Rich assisted the CRT in developing our proprietary Decision Styles Inventory, a confidential, psychometric assessment for individuals enhancing their unique mastery of approaches to reaching decisions which engage stakeholders.
His approach centers on the issues of authority, responsibility and power, demonstrating how they can be exercised more fully, leading to personal accountability and healthy synergistic change. The result is a client better equipped to move into the future with clearer customer focus, more practical data-bases and better understanding of organizational theory and the values they wish to project.
Dr. Bents is recognized internationally as an expert on leadership development and evaluation research. He works with European partners in counseling business and civic leaders and training psychologists and consultants in leadership and organizational development. In addition, he directed the graduate education program at Hamline University, providing leadership and direction in teaching, curriculum planning, faculty selection and program evaluation.
Rich is the co-author of several books on personality and learning. Other writing and research topics include training and development, adult learning styles, decision-making and related topics.
Matt Bostrom, Ph.D., has served with distinction in law enforcement. He began his career with the St. Paul Police Department in 1982 and served as a Patrol Officer, Sergeant, Lieutenant, Commander, Senior Commander, Chief of Staff and Assistant Chief of Operations. He was elected as Sheriff of Ramsey County, Minnesota, the state’s second most populous county.
Matt was twice nominated as National Sheriff of the Year and both times he was awarded the Medal of Merit from the National Sheriffs’ Association. Some of his accomplishments include reorganizing the department to improve effectiveness and efficiency by focusing on the vision, mission, values and beliefs; co-founding the Criminal Justice Coordinating Council; launching professional standards, comprehensive training and cooperative hiring initiatives; and engaging with the community to build relationships and prevent crime.

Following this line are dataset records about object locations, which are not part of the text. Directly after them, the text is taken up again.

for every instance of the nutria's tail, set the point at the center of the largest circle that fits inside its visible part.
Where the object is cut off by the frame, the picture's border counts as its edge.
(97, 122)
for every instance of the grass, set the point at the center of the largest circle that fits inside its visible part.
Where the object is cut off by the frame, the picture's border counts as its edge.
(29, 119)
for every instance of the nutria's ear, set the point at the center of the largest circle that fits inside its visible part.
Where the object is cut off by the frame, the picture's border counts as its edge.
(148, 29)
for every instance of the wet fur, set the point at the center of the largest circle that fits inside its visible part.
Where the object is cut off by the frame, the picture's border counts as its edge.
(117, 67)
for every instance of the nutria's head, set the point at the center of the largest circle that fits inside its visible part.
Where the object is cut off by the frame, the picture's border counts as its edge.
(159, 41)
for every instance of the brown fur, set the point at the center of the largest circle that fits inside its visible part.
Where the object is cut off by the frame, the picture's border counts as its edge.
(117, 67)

The hallmark of Matt’s service as Sheriff was a focus on increasing the level of trust between the community and police officers. Through listening to the community, he learned of their desire for police departments to hire for character and train for competence. In response, he launched a recruitment and hiring initiative that centered on selecting men and women who possessed four observable character traits: trustworthy, truthful, responsible and respectful. This initiative increased community trust and improved police officer work habits, including sick time usage, discipline and commendations.
In addition to graduating from the FBI National Academy, Matt received his B.S. from the University of Northwestern, M.A. from the University of Saint Thomas, D.P.A. from Hamline University and Ph.D. (criminology) at the University of Oxford.
The Centre for Criminology at the University of Oxford invited Matt to develop a replicable model for increasing police trust by identifying and aligning the community’s values with those of the police. It is through the operationalization of these shared values in police officer recruitment, selection and training that can lead to increased trust between police officers and the communities they serve.
Matt has 10 years of experience as an Adjunct Professor at Saint Mary’s University, University of Northwestern and Hamline University. He co-authored Character-Based Police Officer Selection for the U.S. Department of Justice and his dissertation topics include The Influence of Higher Education on Police Officer Work Habits and Increasing Police Trust through Normative Alignment.